Premier Donald Tusk skomentował weto prezydenta Karola Nawrockiego do ustawy wiatrakowej. "Jego weto oznacza droższy prąd dla wszystkich Polaków - dziś i w przyszłości. Pierwsze egzaminy: z dyplomacji i energetyki oblane. Zapłacą wszyscy" - napisał premier na platformie X. Z kolei rzecznik rządu Adam Szłapka ocenił, że to "koszmarny i kosztowny błąd".

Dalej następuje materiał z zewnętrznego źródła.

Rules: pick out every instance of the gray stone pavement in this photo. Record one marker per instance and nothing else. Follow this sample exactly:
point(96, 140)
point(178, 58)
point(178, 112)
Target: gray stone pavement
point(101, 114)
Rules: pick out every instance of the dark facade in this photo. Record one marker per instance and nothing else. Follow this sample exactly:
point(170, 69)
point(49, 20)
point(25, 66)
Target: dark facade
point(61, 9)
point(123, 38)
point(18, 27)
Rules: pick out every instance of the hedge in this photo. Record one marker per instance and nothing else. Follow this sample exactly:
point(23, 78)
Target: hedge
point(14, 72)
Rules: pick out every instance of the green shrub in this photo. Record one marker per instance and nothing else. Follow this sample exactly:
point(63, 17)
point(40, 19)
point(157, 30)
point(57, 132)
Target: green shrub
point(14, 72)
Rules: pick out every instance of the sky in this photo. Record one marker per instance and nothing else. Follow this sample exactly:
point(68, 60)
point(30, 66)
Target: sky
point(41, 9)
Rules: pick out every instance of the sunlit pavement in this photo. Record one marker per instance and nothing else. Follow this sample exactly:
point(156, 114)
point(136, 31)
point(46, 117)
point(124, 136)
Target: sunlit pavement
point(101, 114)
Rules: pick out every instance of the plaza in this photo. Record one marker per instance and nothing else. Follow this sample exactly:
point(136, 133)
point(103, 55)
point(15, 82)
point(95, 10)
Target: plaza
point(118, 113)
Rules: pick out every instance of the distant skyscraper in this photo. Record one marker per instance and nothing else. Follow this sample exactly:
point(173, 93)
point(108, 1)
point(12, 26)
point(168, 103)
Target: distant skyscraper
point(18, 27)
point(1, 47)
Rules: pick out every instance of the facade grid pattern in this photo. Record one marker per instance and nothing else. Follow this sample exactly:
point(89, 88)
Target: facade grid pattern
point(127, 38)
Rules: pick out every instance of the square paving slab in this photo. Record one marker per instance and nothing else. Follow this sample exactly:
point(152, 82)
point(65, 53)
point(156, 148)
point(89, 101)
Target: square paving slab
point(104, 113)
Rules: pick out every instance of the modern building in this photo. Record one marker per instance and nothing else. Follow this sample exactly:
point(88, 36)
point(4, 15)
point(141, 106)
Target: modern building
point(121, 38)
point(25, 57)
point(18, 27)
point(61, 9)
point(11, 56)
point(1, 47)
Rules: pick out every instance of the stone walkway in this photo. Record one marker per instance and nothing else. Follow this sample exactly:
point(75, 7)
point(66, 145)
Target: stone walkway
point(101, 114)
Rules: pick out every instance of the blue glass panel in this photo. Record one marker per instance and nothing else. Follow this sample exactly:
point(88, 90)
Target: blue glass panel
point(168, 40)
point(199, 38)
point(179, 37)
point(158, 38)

Prezydent Karol Nawrocki poinformował w czwartek, że zdecydował się zawetować nowelizację tzw. ustawy wiatrakowej, która liberalizowała zasady inwestycji w tę formę energetyki na lądzie oraz przewidywała zamrożenie cen prądu dla gospodarstw domowych do końca 2025 roku. Jednocześnie przekazał, że podpisał projekt inicjatywy ustawodawczej, dotyczący zamrożenia cen energii elektrycznej "literalnie wyjęty" z zawetowanej ustawy.
Pierwsze weto prezydenta Nawrockiego ostro skrytykował premier Donald Tusk.

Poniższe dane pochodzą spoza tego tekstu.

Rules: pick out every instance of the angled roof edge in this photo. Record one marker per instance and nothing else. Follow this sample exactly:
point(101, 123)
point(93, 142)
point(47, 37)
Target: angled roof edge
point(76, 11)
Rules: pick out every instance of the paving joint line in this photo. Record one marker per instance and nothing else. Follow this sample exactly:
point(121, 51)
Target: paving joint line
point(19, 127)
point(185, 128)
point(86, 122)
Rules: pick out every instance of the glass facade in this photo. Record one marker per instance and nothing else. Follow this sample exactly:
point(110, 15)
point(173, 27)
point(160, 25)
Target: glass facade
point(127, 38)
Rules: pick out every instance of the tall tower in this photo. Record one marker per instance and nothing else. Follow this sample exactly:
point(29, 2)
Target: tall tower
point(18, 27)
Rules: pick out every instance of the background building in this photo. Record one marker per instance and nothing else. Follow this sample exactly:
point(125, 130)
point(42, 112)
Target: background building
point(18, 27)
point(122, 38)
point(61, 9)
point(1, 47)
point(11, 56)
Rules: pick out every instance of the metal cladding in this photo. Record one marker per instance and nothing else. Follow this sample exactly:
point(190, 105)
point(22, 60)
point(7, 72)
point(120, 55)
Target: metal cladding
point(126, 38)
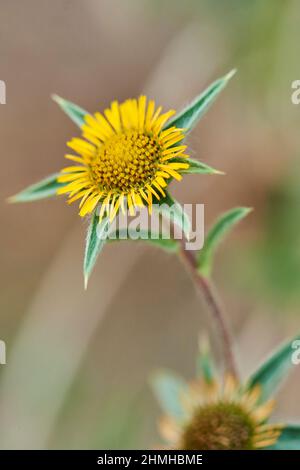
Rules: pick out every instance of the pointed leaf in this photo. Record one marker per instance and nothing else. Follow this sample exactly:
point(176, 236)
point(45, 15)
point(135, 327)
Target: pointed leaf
point(190, 115)
point(169, 388)
point(74, 111)
point(167, 244)
point(289, 438)
point(45, 188)
point(96, 238)
point(196, 167)
point(172, 210)
point(215, 235)
point(274, 370)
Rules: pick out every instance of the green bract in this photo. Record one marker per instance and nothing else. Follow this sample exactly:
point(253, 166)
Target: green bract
point(215, 235)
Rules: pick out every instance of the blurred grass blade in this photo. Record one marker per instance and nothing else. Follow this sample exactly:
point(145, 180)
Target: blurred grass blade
point(167, 244)
point(168, 389)
point(72, 110)
point(274, 370)
point(41, 190)
point(196, 167)
point(190, 115)
point(205, 367)
point(94, 243)
point(215, 235)
point(289, 438)
point(173, 211)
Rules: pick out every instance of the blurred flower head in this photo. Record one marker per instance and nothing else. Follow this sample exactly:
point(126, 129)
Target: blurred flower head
point(218, 417)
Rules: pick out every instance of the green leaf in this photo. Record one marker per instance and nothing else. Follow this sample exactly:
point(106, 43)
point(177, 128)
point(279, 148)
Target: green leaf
point(289, 438)
point(190, 115)
point(169, 388)
point(41, 190)
point(96, 238)
point(215, 235)
point(74, 111)
point(274, 370)
point(205, 363)
point(173, 211)
point(196, 167)
point(167, 244)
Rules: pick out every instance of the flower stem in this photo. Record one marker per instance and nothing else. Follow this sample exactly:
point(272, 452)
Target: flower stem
point(206, 288)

"Zła wola albo koszmarna niekompetencja prezydenta Nawrockiego. Niewykluczone, że jedno i drugie. Jego weto oznacza droższy prąd dla wszystkich Polaków - dziś i w przyszłości. Pierwsze egzaminy: z dyplomacji i energetyki oblane. Zapłacą wszyscy" - czytamy we wpisie szefa rządu na platformie X.
Rzecznik rządu Adam Szłapka ocenił w czwartek, że prezydenckie weto do tzw. ustawy wiatrakowej to koszmarny i kosztowny błąd. Dodał, że ministerstwo klimatu oraz ministerstwo energii mają przygotowane alternatywne scenariusze, o których będą informować w najbliższych dniach.
To jest po prostu fundamentalny błąd - podkreślił rzecznik rządu.
W jego ocenie Polska potrzebuje dobrej ustawy o energetyce wiatrakowej, a zawetowana ustawa właśnie taka była.
Prezydent popełnił koszmarny i kosztowny błąd. Ale ministerstwo klimatu i ministerstwo energii się nie podda. Będziemy przygotowywać takie rozwiązania, które będą starały się doprowadzić do tego, żeby ten rozwój energetyki wiatrowej na lądzie mógł być możliwy - powiedział Szłapka.
Rzecznik rządu podkreślił, że minister klimatu i środowiska Paulina Hennig-Kloska oraz minister energii Miłosz Motyka mają przygotowane alternatywne scenariusze. Będą oni o tym rozmawiać na posiedzeniach rządu, oni to muszą przygotować i komunikować. Myślę, że w najbliższych dniach będą prezentować rozwiązania - dodał.